Esta semana, el secretario de Hacienda y el gobernador del Banco de México volvieron sobre el tema. Sin reformas no habrá el crecimiento requerido; con ellas, corearon los banqueros españoles avecindados en México, la inversión del exterior crecerá y los animal spirits se pondrán en movimiento y el país avanzará como se prometía. En vez de argumentación racional, que asuma que cada reforma propuesta tiene su propia lógica y conexiones con el conjunto de la economía, no necesariamente lineales con el resultado prometido, la reiteración magisterial, casi sacerdotal, que sirve de munición para los que confunden el reformismo con la reformitis y satanizan a todo aquel que se atreve a esbozar dudas razonables y razonadas sobre su virtuosidad.

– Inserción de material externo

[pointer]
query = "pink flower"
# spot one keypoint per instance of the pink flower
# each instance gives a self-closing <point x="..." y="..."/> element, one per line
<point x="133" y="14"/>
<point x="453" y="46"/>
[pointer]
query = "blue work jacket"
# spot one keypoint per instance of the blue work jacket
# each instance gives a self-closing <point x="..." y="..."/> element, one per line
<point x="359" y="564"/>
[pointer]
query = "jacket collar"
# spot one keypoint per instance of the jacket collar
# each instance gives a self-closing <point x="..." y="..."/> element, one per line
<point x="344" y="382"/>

El Banco de México le hizo un buen servicio a los senadores al presentarles buena y bien comentada información sobre los impuestos en México y en el mundo, así como los costos de las operaciones bancarias, también en una perspectiva comparada. Generosidad del Banxico y debilidad manifiesta del Congreso, que no usa sus propios órganos de análisis, pero eso aparte. Lo que podríamos esperar del entusiasmo reformista del doctor Ortiz es que la institución que encabeza nos haga otro servicio y estudie en serio las reformas propuestas y su efectiva capacidad para impulsar el crecimiento de México.

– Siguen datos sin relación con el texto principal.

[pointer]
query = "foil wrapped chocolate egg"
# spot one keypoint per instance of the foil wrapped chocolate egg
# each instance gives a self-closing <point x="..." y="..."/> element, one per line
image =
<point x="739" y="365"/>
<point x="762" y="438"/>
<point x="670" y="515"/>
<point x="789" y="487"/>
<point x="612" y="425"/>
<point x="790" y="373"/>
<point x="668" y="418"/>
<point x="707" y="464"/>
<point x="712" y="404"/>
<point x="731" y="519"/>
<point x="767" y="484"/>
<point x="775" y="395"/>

De seguir con esta insistencia sin sustento analítico en esos cambios, el banco central será cómplice de otra gran frustración, que empieza a volverse culto nada secreto de muchos mexicanos que creyeron en la gran promesa. Sólo con una dosis mínima de racionalidad económica, que el banco puede coadyuvar a producir, podemos aspirar a salir de este pozo de fideísmo económico que no lleva sino a más bochorno.